Tuesday, May 31, 2016

Answering Questions, Living Up to Your Identity

Growing up, I always felt a pressure to represent Sikhi well. In my mind, the question would be “ what if this is the only Sikh person that this individual meets/has met, and I don’t answer their questions adequately?”

Being the only Sikh in my class, I would get asked tons of questions. About my beliefs, about my long hair, about my clothes if I was wearing something traditional. For a child, it’s somewhat overwhelming. It points out the fact that you are different. I recall a simple project in elementary school: bring a family photo to class and talk about it, pass it around. Well in our family photo we were all wearing traditional clothes. I got SO MANY questions. Over time, I think I just got used to the fact that I would have to answer the same questions over and over.

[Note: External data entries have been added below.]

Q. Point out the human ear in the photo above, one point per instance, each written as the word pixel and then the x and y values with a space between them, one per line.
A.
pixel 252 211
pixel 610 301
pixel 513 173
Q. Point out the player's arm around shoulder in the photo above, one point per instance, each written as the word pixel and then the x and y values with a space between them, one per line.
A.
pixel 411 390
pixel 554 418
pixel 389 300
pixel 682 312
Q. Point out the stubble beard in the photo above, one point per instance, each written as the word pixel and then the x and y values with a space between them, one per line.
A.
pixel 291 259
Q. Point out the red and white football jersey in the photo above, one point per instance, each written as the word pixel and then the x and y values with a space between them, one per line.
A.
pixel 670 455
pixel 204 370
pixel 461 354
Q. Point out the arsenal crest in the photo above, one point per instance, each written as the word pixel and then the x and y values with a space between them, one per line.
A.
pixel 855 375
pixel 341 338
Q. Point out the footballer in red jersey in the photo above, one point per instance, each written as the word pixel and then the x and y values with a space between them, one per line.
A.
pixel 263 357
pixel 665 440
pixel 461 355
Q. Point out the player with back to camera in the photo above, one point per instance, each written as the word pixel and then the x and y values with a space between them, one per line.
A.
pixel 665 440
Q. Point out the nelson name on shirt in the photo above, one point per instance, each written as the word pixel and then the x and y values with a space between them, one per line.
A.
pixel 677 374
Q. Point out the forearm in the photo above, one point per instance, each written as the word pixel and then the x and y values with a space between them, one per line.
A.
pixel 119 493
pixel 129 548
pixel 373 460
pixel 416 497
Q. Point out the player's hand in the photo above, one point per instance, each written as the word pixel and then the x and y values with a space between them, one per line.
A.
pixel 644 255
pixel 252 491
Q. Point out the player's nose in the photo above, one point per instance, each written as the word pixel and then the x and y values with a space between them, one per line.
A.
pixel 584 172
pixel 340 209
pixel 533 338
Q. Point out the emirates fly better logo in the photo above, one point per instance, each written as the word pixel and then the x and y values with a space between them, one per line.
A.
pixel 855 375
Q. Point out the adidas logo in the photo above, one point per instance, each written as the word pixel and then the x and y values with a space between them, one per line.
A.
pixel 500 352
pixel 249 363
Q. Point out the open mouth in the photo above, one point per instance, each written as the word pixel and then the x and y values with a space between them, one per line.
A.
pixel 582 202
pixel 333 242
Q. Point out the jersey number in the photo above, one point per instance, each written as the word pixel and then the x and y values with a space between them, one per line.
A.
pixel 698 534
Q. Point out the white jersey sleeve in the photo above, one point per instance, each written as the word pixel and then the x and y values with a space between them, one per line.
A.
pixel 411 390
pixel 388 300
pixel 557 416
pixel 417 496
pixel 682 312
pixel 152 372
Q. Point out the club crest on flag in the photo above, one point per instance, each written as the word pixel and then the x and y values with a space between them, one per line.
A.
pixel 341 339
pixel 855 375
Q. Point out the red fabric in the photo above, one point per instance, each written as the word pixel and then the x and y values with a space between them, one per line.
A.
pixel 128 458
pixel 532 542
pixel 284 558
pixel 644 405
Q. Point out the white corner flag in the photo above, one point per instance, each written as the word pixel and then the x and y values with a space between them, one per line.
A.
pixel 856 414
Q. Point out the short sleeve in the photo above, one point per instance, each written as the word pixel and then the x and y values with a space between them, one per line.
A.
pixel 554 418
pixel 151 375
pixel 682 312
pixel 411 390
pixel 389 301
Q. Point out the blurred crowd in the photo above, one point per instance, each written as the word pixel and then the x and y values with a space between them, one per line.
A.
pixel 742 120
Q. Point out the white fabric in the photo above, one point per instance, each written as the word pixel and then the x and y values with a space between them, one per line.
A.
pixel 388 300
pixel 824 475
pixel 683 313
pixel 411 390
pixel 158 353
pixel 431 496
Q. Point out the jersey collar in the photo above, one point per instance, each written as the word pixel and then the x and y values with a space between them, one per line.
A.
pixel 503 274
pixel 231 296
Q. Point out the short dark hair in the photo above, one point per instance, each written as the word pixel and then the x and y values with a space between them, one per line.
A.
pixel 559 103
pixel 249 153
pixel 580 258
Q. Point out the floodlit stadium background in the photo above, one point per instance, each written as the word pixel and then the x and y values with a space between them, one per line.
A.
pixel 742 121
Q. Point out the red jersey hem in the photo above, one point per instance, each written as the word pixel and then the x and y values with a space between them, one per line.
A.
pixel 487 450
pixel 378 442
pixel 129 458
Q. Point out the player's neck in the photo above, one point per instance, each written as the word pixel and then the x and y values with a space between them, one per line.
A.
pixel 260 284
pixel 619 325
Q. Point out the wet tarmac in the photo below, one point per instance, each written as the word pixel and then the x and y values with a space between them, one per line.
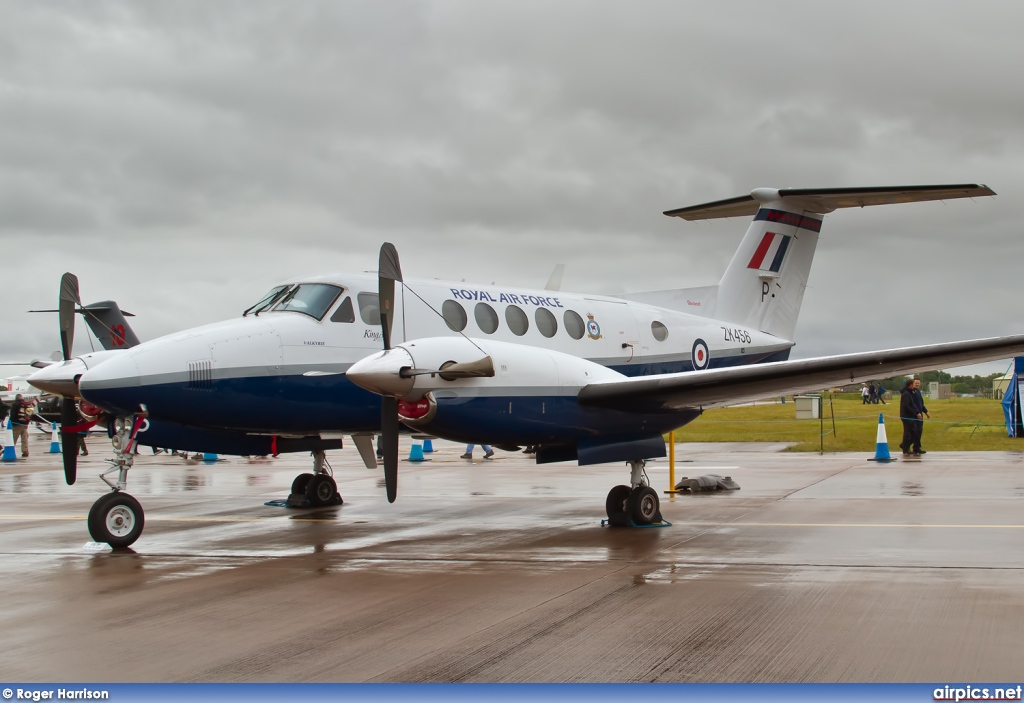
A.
pixel 820 569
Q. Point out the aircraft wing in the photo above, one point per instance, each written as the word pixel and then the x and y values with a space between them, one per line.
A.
pixel 743 384
pixel 827 200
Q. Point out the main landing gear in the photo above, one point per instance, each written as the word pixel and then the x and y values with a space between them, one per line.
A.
pixel 637 503
pixel 118 518
pixel 316 489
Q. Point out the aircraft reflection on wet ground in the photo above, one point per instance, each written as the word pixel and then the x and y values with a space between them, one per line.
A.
pixel 821 568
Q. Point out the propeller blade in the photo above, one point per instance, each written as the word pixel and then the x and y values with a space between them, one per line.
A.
pixel 481 368
pixel 450 370
pixel 67 306
pixel 389 444
pixel 69 440
pixel 389 271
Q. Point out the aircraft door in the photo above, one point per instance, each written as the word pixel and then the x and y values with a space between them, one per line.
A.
pixel 611 323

And have a bunch of random people asking me questions about my hair wherever, whenever- at the mall, airport, etc., at the most inconvenient of times. But those were the simple questions. Those were the easy ones, those were the ones that I was prepared for.

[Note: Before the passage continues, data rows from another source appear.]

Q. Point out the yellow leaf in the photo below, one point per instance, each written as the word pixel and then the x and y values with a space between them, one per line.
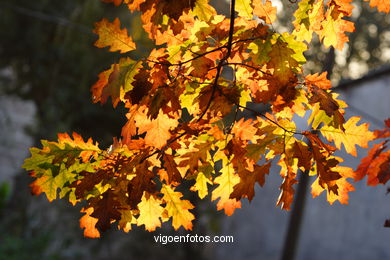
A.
pixel 227 180
pixel 334 29
pixel 203 10
pixel 244 8
pixel 126 220
pixel 177 208
pixel 150 212
pixel 343 186
pixel 266 11
pixel 201 185
pixel 111 35
pixel 353 135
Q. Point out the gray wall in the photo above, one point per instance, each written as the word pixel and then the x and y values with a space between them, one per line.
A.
pixel 353 231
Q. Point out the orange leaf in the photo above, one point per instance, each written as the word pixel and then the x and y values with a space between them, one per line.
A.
pixel 318 80
pixel 88 223
pixel 382 5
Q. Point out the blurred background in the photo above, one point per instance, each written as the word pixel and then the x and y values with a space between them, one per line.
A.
pixel 47 65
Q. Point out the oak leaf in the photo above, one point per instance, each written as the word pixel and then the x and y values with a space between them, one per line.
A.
pixel 111 35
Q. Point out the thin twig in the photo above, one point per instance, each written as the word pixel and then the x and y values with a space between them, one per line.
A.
pixel 223 60
pixel 269 119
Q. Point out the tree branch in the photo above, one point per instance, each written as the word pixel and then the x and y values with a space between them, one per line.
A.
pixel 223 60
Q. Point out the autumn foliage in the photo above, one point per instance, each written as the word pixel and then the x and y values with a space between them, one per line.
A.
pixel 187 121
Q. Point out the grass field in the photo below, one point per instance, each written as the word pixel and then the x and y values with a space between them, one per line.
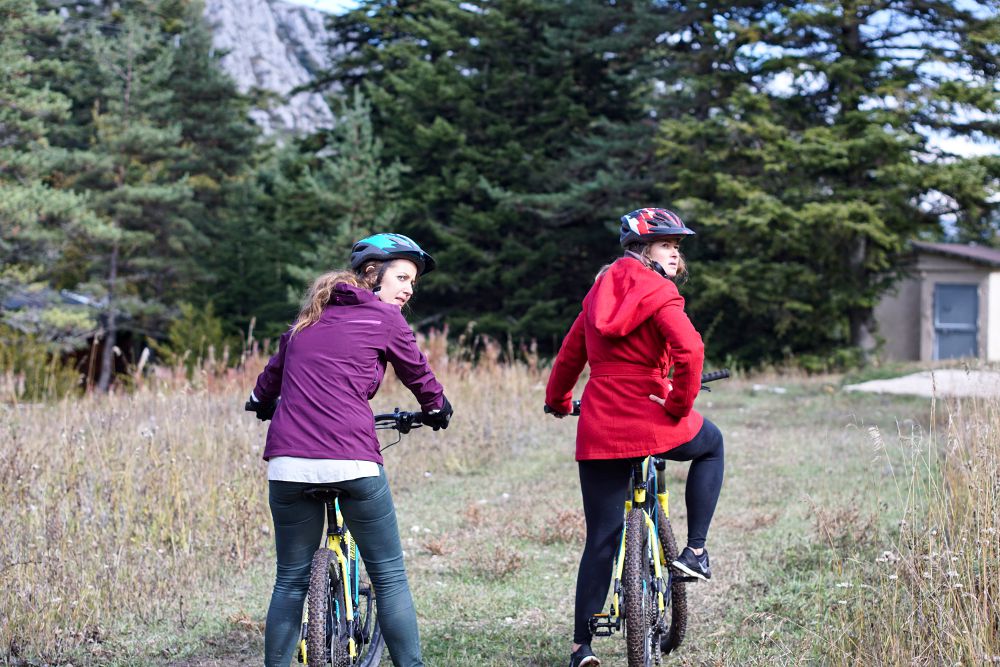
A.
pixel 851 528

As I have grown up, the questions are harder and more complicated. Rooted in religious and cultural issues. Someone asked me a couple of years ago “If your parents don’t approve of who you want to marry, will they kill you?” with a serious and curious expression on their face. They weren’t joking, they really wanted the answer. I’m sure the shock was probably still evident on my face, despite my efforts to keep my jaw from dropping in horror! In my mind I was thinking: how could you ask that considering I don’t know you that well, you are making some serious judgments about my culture/religion and family; if you knew my parents, you certainly wouldn’t ask that; that is so offensive right now I don’t know how to reply. But somewhere within myself I managed to realize that it was so much better that they he was asking instead of assuming. That he had the courage to put his thoughts to words, and even though it stings, it gives me a chance to correct his assumptions. Wouldn’t it be so much worse if he had just gone on thinking that? Now my answer doesn’t come out angry, defensive, like an attack on the person asking, closing down communication when it’s actually an opportunity for learning. (Of course these questions come at the most inconvenient of times... I had just written one exam and was about to write another!) 

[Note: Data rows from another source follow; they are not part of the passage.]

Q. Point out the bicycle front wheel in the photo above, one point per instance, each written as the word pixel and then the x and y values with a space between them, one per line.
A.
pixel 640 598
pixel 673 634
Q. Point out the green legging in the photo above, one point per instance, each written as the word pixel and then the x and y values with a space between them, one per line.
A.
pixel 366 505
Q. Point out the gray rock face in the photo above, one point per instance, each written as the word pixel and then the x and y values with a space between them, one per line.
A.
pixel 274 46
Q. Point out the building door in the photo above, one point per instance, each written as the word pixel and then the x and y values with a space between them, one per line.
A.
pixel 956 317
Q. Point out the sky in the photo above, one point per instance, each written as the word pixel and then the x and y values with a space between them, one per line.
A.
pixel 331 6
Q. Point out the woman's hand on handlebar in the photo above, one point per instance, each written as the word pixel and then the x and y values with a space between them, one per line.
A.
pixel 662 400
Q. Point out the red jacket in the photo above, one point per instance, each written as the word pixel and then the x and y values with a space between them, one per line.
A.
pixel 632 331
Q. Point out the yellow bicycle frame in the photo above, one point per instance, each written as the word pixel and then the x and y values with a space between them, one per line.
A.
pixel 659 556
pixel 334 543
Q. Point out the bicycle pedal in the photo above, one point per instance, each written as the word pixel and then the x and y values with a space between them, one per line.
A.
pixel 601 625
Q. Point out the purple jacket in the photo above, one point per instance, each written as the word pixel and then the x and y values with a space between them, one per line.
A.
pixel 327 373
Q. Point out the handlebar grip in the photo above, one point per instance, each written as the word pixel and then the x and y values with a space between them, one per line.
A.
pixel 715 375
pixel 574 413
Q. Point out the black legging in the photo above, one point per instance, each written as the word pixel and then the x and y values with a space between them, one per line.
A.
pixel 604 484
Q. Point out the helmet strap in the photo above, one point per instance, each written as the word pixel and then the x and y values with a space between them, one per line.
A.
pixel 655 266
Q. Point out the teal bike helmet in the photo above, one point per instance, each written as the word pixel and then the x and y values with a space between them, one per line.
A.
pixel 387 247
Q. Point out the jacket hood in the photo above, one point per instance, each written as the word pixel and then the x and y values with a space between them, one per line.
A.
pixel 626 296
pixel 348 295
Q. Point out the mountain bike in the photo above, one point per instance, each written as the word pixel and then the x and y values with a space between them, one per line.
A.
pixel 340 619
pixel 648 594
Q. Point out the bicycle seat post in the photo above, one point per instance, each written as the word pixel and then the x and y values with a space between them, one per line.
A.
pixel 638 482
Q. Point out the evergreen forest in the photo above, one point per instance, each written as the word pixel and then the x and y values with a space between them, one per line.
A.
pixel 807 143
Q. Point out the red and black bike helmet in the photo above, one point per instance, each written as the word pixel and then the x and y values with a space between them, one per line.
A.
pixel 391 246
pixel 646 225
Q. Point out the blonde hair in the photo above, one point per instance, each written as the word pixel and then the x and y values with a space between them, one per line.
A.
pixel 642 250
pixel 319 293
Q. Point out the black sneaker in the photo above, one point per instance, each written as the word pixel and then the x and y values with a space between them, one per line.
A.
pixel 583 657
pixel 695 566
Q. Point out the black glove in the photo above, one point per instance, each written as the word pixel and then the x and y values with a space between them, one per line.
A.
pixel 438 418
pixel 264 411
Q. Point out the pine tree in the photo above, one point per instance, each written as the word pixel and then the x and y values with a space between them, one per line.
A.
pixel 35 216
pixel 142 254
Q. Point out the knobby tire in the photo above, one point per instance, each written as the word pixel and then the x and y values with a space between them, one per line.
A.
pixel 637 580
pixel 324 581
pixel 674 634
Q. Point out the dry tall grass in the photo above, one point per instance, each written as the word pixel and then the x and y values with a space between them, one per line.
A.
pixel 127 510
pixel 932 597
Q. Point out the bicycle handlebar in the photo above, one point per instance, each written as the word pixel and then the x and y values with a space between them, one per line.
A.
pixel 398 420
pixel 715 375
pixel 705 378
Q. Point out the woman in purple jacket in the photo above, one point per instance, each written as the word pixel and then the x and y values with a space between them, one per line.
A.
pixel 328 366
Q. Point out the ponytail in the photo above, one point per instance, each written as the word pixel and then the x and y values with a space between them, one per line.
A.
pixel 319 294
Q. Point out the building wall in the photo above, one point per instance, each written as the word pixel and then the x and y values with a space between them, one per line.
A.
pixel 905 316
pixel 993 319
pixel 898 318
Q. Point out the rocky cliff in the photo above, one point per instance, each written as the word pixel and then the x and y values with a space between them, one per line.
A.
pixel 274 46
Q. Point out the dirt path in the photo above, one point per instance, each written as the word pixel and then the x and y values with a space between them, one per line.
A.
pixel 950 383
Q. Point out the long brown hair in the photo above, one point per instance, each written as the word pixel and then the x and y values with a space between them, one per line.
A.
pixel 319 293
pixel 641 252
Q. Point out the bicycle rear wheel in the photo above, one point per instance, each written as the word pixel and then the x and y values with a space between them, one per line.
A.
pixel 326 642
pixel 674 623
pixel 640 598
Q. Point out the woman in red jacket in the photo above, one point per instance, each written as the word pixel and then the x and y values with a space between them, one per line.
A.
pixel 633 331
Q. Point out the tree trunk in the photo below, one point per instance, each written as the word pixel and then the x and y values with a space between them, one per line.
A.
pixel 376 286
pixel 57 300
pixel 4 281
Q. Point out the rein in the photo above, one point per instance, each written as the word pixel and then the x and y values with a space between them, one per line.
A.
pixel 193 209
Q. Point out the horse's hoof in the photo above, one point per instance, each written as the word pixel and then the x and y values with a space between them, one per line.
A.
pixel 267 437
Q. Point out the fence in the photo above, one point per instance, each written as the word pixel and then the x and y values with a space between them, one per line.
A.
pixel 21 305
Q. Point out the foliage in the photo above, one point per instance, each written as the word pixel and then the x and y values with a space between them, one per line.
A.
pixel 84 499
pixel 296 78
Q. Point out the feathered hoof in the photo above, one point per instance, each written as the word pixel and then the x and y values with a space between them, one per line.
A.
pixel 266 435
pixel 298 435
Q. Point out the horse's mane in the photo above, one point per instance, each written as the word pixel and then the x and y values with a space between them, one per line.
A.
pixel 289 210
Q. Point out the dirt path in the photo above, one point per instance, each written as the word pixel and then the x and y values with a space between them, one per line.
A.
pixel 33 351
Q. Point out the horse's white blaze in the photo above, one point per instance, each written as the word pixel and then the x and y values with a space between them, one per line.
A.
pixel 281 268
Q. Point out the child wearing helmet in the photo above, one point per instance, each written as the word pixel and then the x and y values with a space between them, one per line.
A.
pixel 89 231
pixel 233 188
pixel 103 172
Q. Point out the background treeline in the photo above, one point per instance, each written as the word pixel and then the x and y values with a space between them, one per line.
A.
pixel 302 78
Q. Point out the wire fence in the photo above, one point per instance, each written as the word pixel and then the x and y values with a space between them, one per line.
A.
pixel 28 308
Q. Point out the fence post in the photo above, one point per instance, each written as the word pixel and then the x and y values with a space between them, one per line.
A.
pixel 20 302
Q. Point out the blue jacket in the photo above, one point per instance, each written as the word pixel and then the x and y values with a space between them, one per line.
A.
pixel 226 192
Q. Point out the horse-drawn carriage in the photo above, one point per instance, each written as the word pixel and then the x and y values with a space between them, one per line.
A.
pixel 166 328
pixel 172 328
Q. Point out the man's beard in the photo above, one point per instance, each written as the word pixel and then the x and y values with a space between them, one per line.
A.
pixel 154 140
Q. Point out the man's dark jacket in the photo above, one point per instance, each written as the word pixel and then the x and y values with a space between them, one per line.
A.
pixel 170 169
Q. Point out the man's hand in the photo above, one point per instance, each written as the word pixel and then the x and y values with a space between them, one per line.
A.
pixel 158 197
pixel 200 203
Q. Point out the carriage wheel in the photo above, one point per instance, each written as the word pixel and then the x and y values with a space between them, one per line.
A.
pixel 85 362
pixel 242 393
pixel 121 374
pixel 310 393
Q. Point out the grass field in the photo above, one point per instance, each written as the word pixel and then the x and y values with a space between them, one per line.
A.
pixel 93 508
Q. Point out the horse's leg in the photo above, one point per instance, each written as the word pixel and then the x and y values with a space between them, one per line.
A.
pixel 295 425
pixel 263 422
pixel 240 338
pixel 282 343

Since then, I have realized that people asking questions has helped me learn. Learn about myself, learn about my religion. Learn about the cultural contexts in which this is all happening. I do my best to share what I learn. I become less concerned about answering perfectly, as if I knew everything, and more interested in answering to the best of my abilities and taking the time to think more about it later, dig deeper. I use it as an opportunity to ask other people questions, and to ask myself more questions.